Así lo asumió el centrocampista fichado el pasado verano desde el Villarreal. Flamante incorporación, su primer curso de rojiblanco lo puso a prueba. Primero una lesión muscular, después una apendicitis -cuando surgió como un titular indudable a ojos de Diego Simeone-, más tarde otra dolencia muscular, tras anotar uno de sus únicos dos goles de la campaña en 46 partidos con su club frente al Barcelona en el Camp Nou, y finalmente la suplencia en los grandes choques de marzo, abril y mayo.
De la unidad A para la que vino a la unidad B a la que perteneció durante casi todo el segundo tramo de la campaña. Cierto que con protagonismo como recurso dentro del equipo más titular, tan cierto como que Baena no jugó de inicio ni en octavos (contra el Tottenham), ni en cuartos (contra el Barcelona), ni en semifinales (contra el Arsenal) de la Liga de Campeones. Ni tampoco en las semifinales (ante el Barça) ni en la final de la Copa del Rey contra la Real Sociedad. Todos los empezó en el banquillo.
Mas allá de su presencia en el once o no del Atlético, Baena no disfrutaba en el campo. El 25 de abril, en el triunfo por 3-2 contra el Athletic Club, con una asistencia preciosa a Alexander Sorloth, lo reveló, justo cuando intuyó un punto de inflexión en ese sentido.
“Al final, yo creo que no ha sido el mejor partido de mi carrera, pero he disfrutado y he sido feliz dentro del campo, que hacía tiempo que no sentía esa sensación en todos estos meses (…). He vuelto a disfrutar dentro del campo, a reírme dentro del campo y salir satisfecho del terreno de juego”, afirmó entonces.

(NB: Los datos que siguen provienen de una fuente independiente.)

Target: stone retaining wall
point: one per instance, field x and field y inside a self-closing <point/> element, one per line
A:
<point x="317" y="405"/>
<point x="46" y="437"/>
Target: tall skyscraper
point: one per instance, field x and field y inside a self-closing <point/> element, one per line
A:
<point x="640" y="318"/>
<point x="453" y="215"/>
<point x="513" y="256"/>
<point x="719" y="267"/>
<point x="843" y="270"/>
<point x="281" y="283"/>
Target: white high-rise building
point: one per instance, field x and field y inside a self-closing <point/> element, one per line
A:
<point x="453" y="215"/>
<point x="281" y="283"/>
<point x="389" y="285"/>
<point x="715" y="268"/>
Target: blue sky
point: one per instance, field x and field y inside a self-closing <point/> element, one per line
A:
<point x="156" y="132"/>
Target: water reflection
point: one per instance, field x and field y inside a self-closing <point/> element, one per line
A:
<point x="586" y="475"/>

¿Y por qué no disfrutaba? “Yo creo que eran más cosas mías de adaptación, de juego, de mentalmente mío, que no me salían las cosas y me venía abajo”, contó entonces Baena, que lo trabajó durante meses para volver a disfrutar no solo en el campo, en cada partido, sino también fuera de él, sin «pensar en el fútbol”.
“Todo viene de la cabeza, que es muy importante también para el fútbol, porque físicamente, al final, estamos muy preparados, pero, cuando la cabeza no acompaña, el físico tampoco acompaña mucho”, repasó a finales de abril el internacional español, además en pleno proceso de selección de Luis de la Fuente de los 26 elegidos para el Mundial 2026.
No dudó en su presencia en el torneo de los torneos Baena, campeón de la Eurocopa 2024, 17 partidos como internacional, siempre con la confianza del entrenador en el equipo nacional (no ha faltado a ninguna lista desde marzo de 2024 salvo por lesión) y ahora previsiblemente titular en el inicio del Mundial que tanta atracción y ambición despierta en la selección española.
Una ocasión para Baena. Recién recuperados Nico Williams y Lamine Yamal de sendas lesiones musculares, se abre un espacio en cada banda. Uno será para Ferran Torres, por la derecha, y el otro para él, por la izquierda. Es su reválida, a ojos del mundo.